Dalam kesempatan tersebut, Presiden Prabowo menekankan bahwa kebijakan bertetangga baik merupakan implementasi dari politik luar negeri bebas aktif yang sesuai dengan konstitusi UUD 1945. Beliau juga menegaskan bahwa Indonesia ingin menjadi tetangga yang baik dan bahwa kebijakan luar negeri Indonesia adalah good neighbor policy.

Presiden Prabowo menyebutkan bahwa sejak menjabat sebagai Presiden, Indonesia telah memperbaiki hubungan dengan negara-negara tetangga seperti Singapura, Vietnam, Tiongkok, Malaysia, PNG, Australia, dan Thailand. Hal ini dilakukan untuk menciptakan hubungan yang baik dan mencegah terjadinya konflik di wilayah perbatasan.
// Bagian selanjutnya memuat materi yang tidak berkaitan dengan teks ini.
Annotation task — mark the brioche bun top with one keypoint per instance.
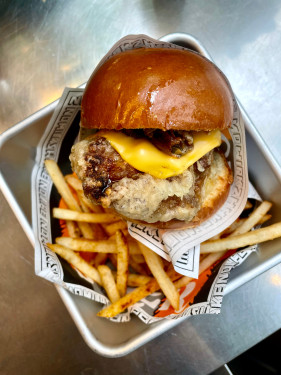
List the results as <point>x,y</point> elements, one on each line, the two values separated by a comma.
<point>157,88</point>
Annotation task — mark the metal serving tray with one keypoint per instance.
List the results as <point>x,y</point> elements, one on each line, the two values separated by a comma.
<point>17,155</point>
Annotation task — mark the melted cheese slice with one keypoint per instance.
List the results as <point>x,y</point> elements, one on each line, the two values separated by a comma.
<point>144,156</point>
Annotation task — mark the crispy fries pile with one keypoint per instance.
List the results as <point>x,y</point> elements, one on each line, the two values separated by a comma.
<point>112,254</point>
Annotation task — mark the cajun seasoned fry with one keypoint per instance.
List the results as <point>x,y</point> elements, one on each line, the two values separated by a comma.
<point>64,214</point>
<point>248,205</point>
<point>122,263</point>
<point>135,280</point>
<point>81,244</point>
<point>138,258</point>
<point>72,229</point>
<point>100,259</point>
<point>108,283</point>
<point>77,261</point>
<point>134,296</point>
<point>112,228</point>
<point>156,267</point>
<point>205,263</point>
<point>138,267</point>
<point>113,259</point>
<point>246,239</point>
<point>253,219</point>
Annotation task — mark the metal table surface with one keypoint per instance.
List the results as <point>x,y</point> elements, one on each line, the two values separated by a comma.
<point>48,45</point>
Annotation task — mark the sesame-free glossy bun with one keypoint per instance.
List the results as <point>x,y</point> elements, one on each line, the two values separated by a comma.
<point>157,88</point>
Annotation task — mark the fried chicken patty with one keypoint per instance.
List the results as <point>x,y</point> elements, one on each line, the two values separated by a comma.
<point>109,180</point>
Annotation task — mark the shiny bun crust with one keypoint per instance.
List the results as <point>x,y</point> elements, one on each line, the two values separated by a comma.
<point>157,88</point>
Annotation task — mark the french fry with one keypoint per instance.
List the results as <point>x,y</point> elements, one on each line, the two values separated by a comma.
<point>132,243</point>
<point>108,283</point>
<point>205,263</point>
<point>100,259</point>
<point>122,263</point>
<point>138,258</point>
<point>77,261</point>
<point>72,229</point>
<point>253,219</point>
<point>248,205</point>
<point>65,214</point>
<point>66,194</point>
<point>135,280</point>
<point>156,267</point>
<point>133,297</point>
<point>265,218</point>
<point>113,259</point>
<point>138,267</point>
<point>245,239</point>
<point>112,228</point>
<point>81,244</point>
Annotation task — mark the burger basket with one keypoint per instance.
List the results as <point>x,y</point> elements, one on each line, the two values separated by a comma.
<point>105,337</point>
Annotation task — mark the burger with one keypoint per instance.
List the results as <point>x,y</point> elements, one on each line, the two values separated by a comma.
<point>156,117</point>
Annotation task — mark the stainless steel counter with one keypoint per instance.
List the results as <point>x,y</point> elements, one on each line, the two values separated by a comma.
<point>48,45</point>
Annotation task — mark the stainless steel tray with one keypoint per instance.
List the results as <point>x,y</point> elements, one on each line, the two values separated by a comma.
<point>17,155</point>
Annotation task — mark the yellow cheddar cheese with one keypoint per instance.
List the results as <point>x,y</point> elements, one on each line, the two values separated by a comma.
<point>144,156</point>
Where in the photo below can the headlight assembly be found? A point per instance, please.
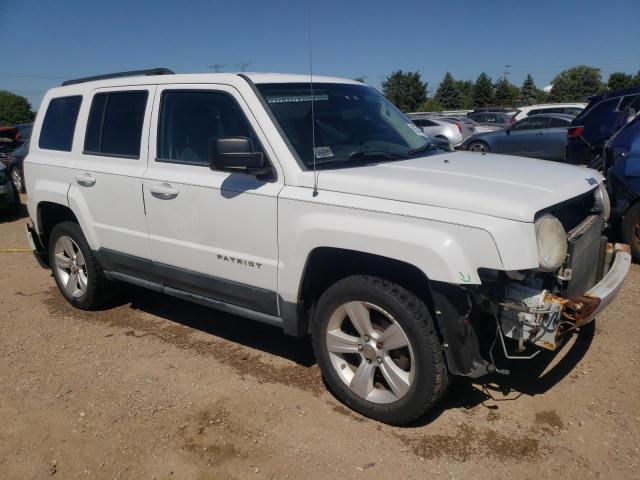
(551, 240)
(602, 201)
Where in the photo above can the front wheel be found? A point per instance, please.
(75, 268)
(478, 147)
(631, 230)
(377, 348)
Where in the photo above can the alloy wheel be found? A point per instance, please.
(370, 352)
(70, 266)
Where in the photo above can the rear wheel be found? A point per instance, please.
(75, 269)
(478, 147)
(631, 230)
(377, 348)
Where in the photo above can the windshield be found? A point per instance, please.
(352, 122)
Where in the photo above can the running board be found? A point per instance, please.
(194, 298)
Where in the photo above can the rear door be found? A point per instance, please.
(527, 137)
(106, 178)
(211, 233)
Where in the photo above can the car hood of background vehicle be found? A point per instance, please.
(502, 186)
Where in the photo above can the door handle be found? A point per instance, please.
(85, 180)
(164, 191)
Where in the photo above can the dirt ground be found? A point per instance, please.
(153, 387)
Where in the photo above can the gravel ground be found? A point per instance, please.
(153, 387)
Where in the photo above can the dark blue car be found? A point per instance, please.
(623, 177)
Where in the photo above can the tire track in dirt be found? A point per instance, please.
(238, 357)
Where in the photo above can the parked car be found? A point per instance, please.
(492, 120)
(467, 125)
(9, 198)
(572, 109)
(438, 128)
(593, 127)
(623, 178)
(538, 136)
(403, 261)
(493, 109)
(16, 163)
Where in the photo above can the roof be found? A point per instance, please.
(224, 78)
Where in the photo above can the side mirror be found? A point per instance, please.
(236, 154)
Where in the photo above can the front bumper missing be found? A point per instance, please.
(578, 311)
(36, 245)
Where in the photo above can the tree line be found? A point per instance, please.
(409, 93)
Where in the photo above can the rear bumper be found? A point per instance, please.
(41, 254)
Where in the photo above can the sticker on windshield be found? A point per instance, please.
(323, 152)
(416, 130)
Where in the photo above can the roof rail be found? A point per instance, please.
(132, 73)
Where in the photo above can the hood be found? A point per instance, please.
(504, 186)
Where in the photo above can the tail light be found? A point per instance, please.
(574, 132)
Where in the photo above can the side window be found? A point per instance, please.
(190, 120)
(115, 124)
(60, 123)
(559, 123)
(532, 123)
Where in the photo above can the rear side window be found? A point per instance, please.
(115, 124)
(190, 120)
(559, 122)
(60, 123)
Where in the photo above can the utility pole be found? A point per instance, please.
(242, 66)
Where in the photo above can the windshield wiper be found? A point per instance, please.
(366, 155)
(424, 148)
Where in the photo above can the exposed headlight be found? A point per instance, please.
(602, 201)
(552, 242)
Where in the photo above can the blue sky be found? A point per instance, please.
(44, 42)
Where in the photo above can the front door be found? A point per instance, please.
(211, 233)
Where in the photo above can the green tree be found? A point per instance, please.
(619, 80)
(448, 94)
(430, 105)
(466, 93)
(529, 93)
(576, 84)
(483, 91)
(14, 109)
(506, 93)
(405, 90)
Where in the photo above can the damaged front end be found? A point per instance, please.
(529, 315)
(526, 312)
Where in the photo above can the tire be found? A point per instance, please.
(478, 146)
(69, 252)
(402, 382)
(631, 231)
(18, 179)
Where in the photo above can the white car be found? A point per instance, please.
(322, 211)
(572, 109)
(439, 128)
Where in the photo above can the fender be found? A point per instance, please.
(444, 252)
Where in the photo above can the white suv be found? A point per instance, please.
(323, 210)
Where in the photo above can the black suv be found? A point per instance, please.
(594, 126)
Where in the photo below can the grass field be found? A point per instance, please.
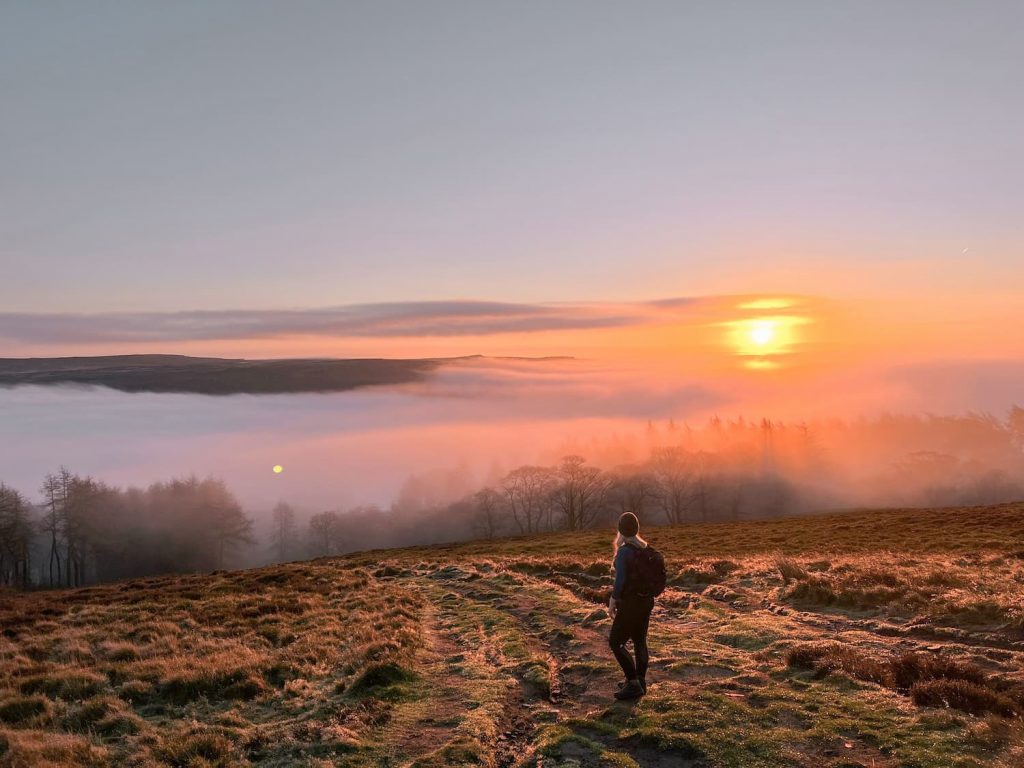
(880, 639)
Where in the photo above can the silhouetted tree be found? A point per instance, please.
(284, 531)
(324, 532)
(579, 493)
(528, 493)
(15, 539)
(488, 506)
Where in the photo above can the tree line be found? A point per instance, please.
(81, 530)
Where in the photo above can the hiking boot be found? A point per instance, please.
(622, 684)
(632, 689)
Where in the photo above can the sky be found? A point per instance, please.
(792, 209)
(248, 156)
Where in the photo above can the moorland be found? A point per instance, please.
(860, 639)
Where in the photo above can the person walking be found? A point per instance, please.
(639, 579)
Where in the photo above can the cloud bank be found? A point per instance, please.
(436, 318)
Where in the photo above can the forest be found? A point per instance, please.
(80, 530)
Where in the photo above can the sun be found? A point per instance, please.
(765, 342)
(763, 333)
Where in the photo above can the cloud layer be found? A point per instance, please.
(437, 318)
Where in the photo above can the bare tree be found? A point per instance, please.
(15, 539)
(528, 493)
(634, 489)
(54, 491)
(488, 506)
(228, 525)
(675, 482)
(324, 532)
(579, 493)
(284, 534)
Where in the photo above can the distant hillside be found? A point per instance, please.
(173, 373)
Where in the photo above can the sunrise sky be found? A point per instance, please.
(591, 179)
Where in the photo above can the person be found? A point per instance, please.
(630, 609)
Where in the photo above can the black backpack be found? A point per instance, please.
(647, 573)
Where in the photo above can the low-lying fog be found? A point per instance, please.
(474, 421)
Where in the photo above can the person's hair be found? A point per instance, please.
(621, 539)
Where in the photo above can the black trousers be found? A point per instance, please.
(631, 623)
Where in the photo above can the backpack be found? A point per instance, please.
(647, 577)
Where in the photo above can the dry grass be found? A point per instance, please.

Beliau juga menegaskan bahwa kebijakan luar negeri yang diterapkan merupakan warisan pemikiran dari tokoh-tokoh terdahulu seperti Sukarno, Mohammad Hatta, dan Sutan Sjahrir. Presiden Prabowo menekankan pentingnya mempelajari ajaran-ajaran dari para pendiri bangsa untuk memperkuat kebijakan luar negeri Indonesia.

Presiden Prabowo juga menyoroti pentingnya menjaga hubungan baik dengan negara-negara tetangga sebagai bagian dari strategi politik bebas aktif yang telah lama dijunjung tinggi oleh bangsa Indonesia. Beliau menekankan bahwa Indonesia ingin bersikap hormat dan menjunjung tinggi perdamaian di kawasan.

Dengan demikian, kebijakan luar negeri yang mengedepankan prinsip bertetangga baik telah membawa dampak positif terutama dalam menjaga stabilitas dan kondusifitas di wilayah Natuna. Presiden Prabowo menegaskan bahwa Indonesia terus berupaya menjaga hubungan baik dengan negara-negara tetangga demi terciptanya perdamaian dan kerjasama yang harmonis di kawasan.